The interest and excitement around blockchain technology seems to know no bounds. Every day I see new articles, companies, and announcements declaring its virtues. Even watching the TV I was astounded to see a 30 second advert finish with the bold statement that this payment infrastructure was better because it was “…secured by blockchain”. Is there nothing this technology cannot do?
Unsurprisingly, the first grumblings about the lack of measurable impact of Blockchains are being heard. There are even suggestion that it is becoming “boring”. The first flush of excitement is over, and the harder questions about its utility are being asked. Going beyond experimentation to mass adoption is going to be hard. Has blockchain lost its mojo?
But before we get too carried away, it is useful to think a little more deeply about what this technology is, and is not. As with all emerging technologies, there are several indications of its progress that help us identify its maturity, and guide us in its use. In particular, there are 4 important phases to consider when contemplating whether blockchain technology is right for you.
Phase 1: Understand blockchain’s fundamental utility and value
Phase 2: Create a decision framework to decide on its application and differentiation in your context
Phase 3: Establish a set of clear architectural and development patterns to know how to apply it
Phase 4: Gather use cases of market successes and failures and learn from them
Let’s look at each of these in turn.
In Phase 1, the focus on blockchain utility is, of course, an important and useful initial step. Early excitement about a technology is inevitably followed by a period in which the question “what’s it for?” needs to be answered in terms of unique selling points, market impact, and integration into current sales and support mechanisms. Basic understanding of the principles of blockchain and DLTs is still rather poor. Don’t even start down the road with these technologies until you have a clear view of the distinction between bitcoin, cryptocurrencies, shared ledgers, distributed trust mechanisms, and the different shared consensus mechanisms. Without this you’ll be shooting in the dark.
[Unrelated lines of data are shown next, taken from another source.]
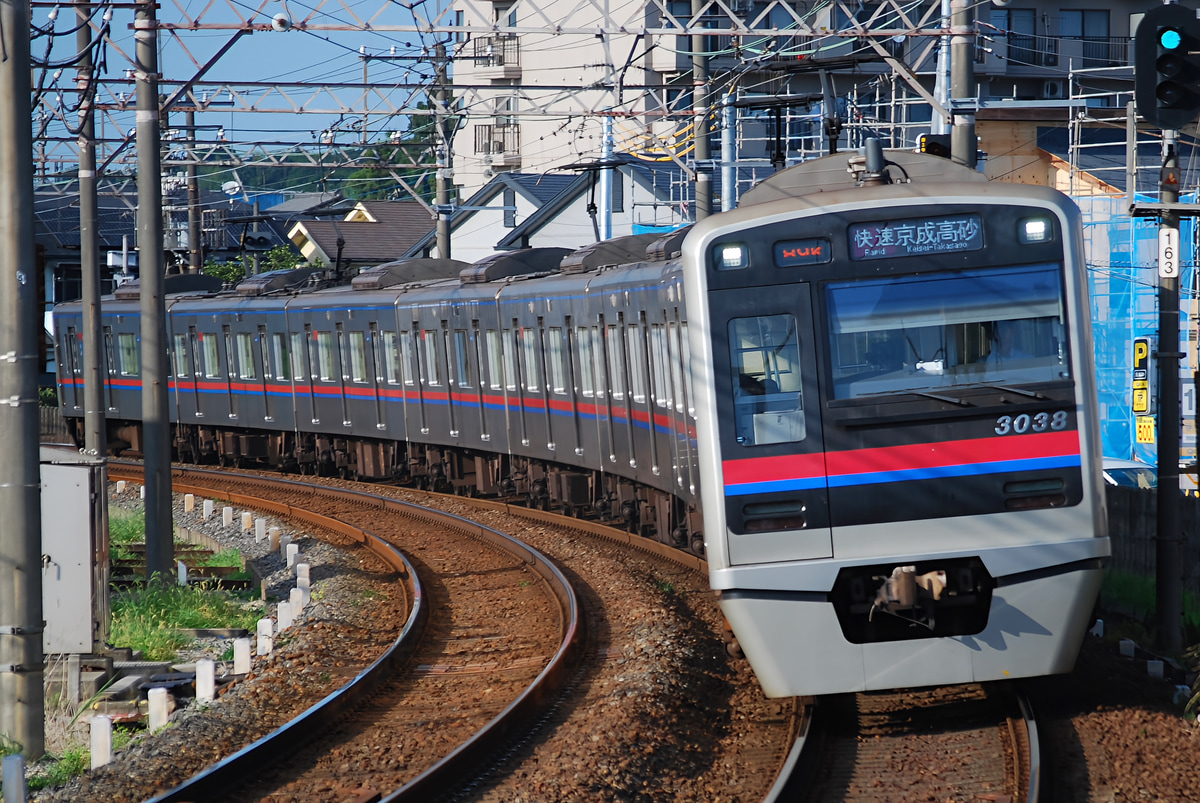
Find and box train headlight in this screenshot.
[1016,217,1054,245]
[716,242,750,270]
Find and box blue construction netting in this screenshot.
[1074,196,1198,463]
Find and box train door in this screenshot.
[709,283,833,564]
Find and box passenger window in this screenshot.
[238,332,258,379]
[606,324,625,398]
[292,328,307,382]
[484,329,504,390]
[575,326,595,396]
[272,332,292,382]
[200,331,221,379]
[546,326,566,394]
[170,335,187,377]
[728,314,805,447]
[349,331,367,382]
[454,329,470,388]
[629,323,646,402]
[521,329,541,392]
[504,322,517,390]
[421,329,442,386]
[116,331,142,377]
[317,331,334,382]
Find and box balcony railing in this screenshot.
[472,34,521,67]
[475,122,521,156]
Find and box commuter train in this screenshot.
[55,149,1109,696]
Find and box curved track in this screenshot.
[772,684,1040,803]
[110,465,581,803]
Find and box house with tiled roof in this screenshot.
[288,200,433,270]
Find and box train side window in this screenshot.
[575,326,595,397]
[650,323,674,407]
[116,331,142,377]
[728,314,806,447]
[170,335,187,377]
[484,329,504,390]
[504,328,517,390]
[546,326,566,394]
[317,330,335,382]
[292,326,308,382]
[454,329,472,388]
[271,332,292,382]
[400,329,418,385]
[238,331,258,379]
[421,329,442,386]
[605,324,625,398]
[347,331,367,382]
[383,331,403,385]
[626,323,646,403]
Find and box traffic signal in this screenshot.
[1134,5,1200,131]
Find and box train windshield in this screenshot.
[826,264,1070,398]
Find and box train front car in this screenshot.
[683,154,1109,696]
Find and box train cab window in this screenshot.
[292,328,307,382]
[170,335,188,377]
[238,331,258,379]
[605,324,625,398]
[826,265,1070,398]
[116,331,142,377]
[518,328,541,392]
[454,329,472,388]
[317,331,336,382]
[728,314,806,447]
[346,331,367,382]
[484,329,504,390]
[421,329,442,386]
[271,332,292,382]
[380,331,403,385]
[546,326,566,394]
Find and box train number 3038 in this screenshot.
[996,409,1067,435]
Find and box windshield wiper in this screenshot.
[858,389,974,407]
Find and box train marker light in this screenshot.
[716,242,750,270]
[1134,4,1200,131]
[1018,217,1051,245]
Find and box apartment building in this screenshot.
[451,0,1156,197]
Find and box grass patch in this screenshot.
[110,583,260,660]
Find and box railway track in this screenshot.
[96,466,797,801]
[110,467,581,803]
[778,684,1042,803]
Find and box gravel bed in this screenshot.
[30,486,404,803]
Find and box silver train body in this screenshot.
[683,155,1109,696]
[55,148,1108,695]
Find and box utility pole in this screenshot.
[433,42,454,259]
[76,0,106,459]
[1154,136,1183,654]
[0,0,46,761]
[186,112,204,274]
[950,0,979,168]
[133,0,175,582]
[691,0,705,223]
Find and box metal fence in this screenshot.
[1104,485,1200,594]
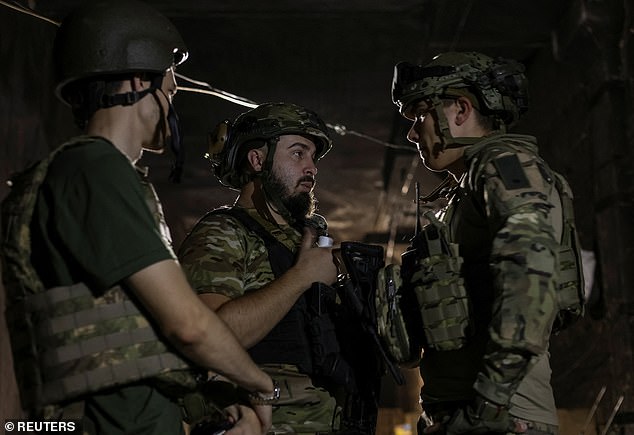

For Phase 2, armed with that core understanding, the attention can turn to whether and where it can best be used. Several recent articles have provided decision frameworks that help us understand where blockchains can be used, and where they are no better than, say, a distributed database or shared data store. The advantages of blockchain come to the fore if the disintermediation and transparency of transactional behaviour are essential to your situation. Even more so when the verification of that information requires shared consensus across a wide range of stakeholders (nodes). But remember that the overhead of this approach is not appropriate for every form of data exchange. If very high performance is essential, think again.
Phase 3’s focus is on building and integrating blockchain capabilities into your ways of working. It requires an understanding at a deeper operational and performance level. We’re early in the evolution of blockchain implementation. As a consequence, there is quite a variety of choice across technology infrastructure, data management approaches, and technology stacks. All blockchain vendors will claim the twin advantages of high performance and interoperability with other systems. All of them fail to live up to the claims in other than very limited circumstances. So it is essential to do your homework to understand the environment in which you’ll deploy your solution, define the operational characteristics for any solution, and architect it appropriately to ensure its success. Reference architectures may provide high-level blueprints to start your journey.
Finally, in Phase 4 a deeper understanding can be obtained. The best way to learn right now is to explore any and every example you can find of blockchain deployment. With the immaturity of this domain, new ideas are being continuously tried. Exploring new patterns of use will help to do 2 things. First, it will open your eyes to the different ways that blockchains are being used, and help you to build an architectural vocabulary for testing the strengths and weaknesses of any new blockchain solution as it emerges. Second, it will build your networks of people and organizations involved in blockchain solutions delivery. Both of these will be critical success factors as you move forward.
A final word of caution, however. Before we all congratulate ourselves on the how we’ve tamed the blockchain dragon, it is critical we remember something of the origins of this technology. As with many key digital technologies the starting point was anarchy and rebellion against “the system”. In this case, the original work by Nakamoto and the bitcoin revolution was intended to break centralized governance of the financial system. Not refine and augment it. While the corporate world neatly slots blockchain into its long list of “technologies for the future” that reinforce their position, a more radical vision is struggling to emerge. Beware. This one may have sharp teeth!